Supernatural shenanigans and high school-aged characters go together like Joss Whedon and comic book franchises. Taking teenage angst and adding a dose of magic or sci-fi is a recipe for success, with countless noteworthy examples. It’s easy to see why. Horror tropes provide the perfect metaphors for many issues that teenagers face – things like addiction, emerging minority and sexual identity, slipping away from childhood, the fear of conformity, and the struggle to fit in – can easily receive fun metaphorical representation with vampires, werewolves, or witches. Araminta Star Matthews’ and Stan Swanson’s Return of the Loving Dead follows this proud tradition, mixing humor, horror, and teenage quirks into a fast-paced and highly entertaining supernatural tale. Lots of those metaphors pop up in Matthews’ and Swanson’s novel, but the one that seems the most relevant, to me at least (and I don’t know if this is the author’s intent), is the challenges of living with a loved one who has special needs.

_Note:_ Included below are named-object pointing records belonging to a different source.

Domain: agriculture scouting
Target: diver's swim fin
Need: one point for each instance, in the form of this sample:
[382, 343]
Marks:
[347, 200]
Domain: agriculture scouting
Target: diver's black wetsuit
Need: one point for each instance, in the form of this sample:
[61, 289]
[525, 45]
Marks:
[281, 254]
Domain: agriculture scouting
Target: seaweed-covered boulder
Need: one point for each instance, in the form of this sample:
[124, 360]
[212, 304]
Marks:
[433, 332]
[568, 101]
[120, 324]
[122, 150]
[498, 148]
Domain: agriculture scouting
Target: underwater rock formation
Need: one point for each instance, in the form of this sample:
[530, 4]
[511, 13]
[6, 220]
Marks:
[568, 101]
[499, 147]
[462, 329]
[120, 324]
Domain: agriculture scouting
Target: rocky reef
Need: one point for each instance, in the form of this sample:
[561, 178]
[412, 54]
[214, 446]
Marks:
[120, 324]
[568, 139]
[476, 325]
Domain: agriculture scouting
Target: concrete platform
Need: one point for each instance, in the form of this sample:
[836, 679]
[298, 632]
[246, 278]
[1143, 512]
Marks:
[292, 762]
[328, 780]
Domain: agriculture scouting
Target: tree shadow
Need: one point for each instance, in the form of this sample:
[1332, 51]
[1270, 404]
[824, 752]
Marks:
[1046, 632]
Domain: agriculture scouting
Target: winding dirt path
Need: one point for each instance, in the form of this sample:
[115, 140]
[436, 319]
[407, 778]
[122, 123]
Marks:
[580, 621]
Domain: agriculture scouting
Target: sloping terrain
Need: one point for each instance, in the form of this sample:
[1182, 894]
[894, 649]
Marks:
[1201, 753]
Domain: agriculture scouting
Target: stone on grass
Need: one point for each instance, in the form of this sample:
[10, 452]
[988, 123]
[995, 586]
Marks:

The story is an interesting look at a post-zombie world. The zombie outbreak has already happened, and been neatly contained – though many people were killed or turned into zombies. The government has stepped in, zombies are kept in internment camps, and everything’s back to normal. Or so it seems. The main character is high school senior Amber Vanderkamp. She’s got a best friend, a quirky goth/punk/wiccan Lesbian named Jasmine, and a sweet, nerdy boyfriend named Zach. But then Zach is bit by a rogue zombie, dies, and comes back as the alliteratively appropriate Zombie Zach. Amber wants to care for her boyfriend and signs a release saying that she has custody over him. Zach’s parents figure that he’s dead for good and allow this to happen, and now Amber has Zach under her care.
The bulk of Return of the Loving Dead is about Amber and Jasmine trying to take care of Zach, and this is where the book mostly resembled the real life struggles of those trying to care for a relative with special needs relative with special needs. Zach had poor motor skills, limited intelligence, and he needs to be fed and cleaned. He also has to be constantly given medication or he’ll revert to feral zombie instincts and start trying to snack on people. Amber and Jasmine try numerous times to ‘cure’ Zach of his zombie existence, with New Age techniques from some of Jasmine’s friends at a local magic supply store, as well as using scientific techniques like hooking him up to a car battery. These attempted cures don’t work too well, and Zach is stuck as a zombie. Additionally, when Amber and Jasmine take Zach out in public, he gets countless odd stares and unwanted attention. Zach gets a lot of hate too, a natural result of people assuming that zombies are still dangerous, and there are attempts on his life from a mysterious would-be zombie killer that adds to the drama.
Obviously, people with special needs are not mindless zombies. The metaphor doesn’t extend particularly far, but it’s nice to have it in the story. Amber and Zach clearly do love each other – even if Zach has trouble expressing that love, and their struggle is strangely heartwarming. Amber and Jasmine’s constant teenage back-and-forth isn’t quite on the level of Joss Whedon, but it’s funny and entertaining nonetheless. Return of the Loving Dead is a little meandering, and I hope the sequel is more tightly plotted, but it does lead to an exciting climax with Amber participating in a fateful performance of Romeo and Juliet at her high school’s theatre.
Return of the Loving Dead is the first book in the Horror High School series, and it ends with a good hook for the next book – the Big Fang Theory, which will probably bring in vampires. At least, I hope it’s vampires, and not copious amounts of canned laughter. But the book concludes with an interesting core cast of characters and promises of more zombie adventure, so I’ll be sure to check that out. I do hope you pick up Return of the Loving Dead, for excellent undead antics.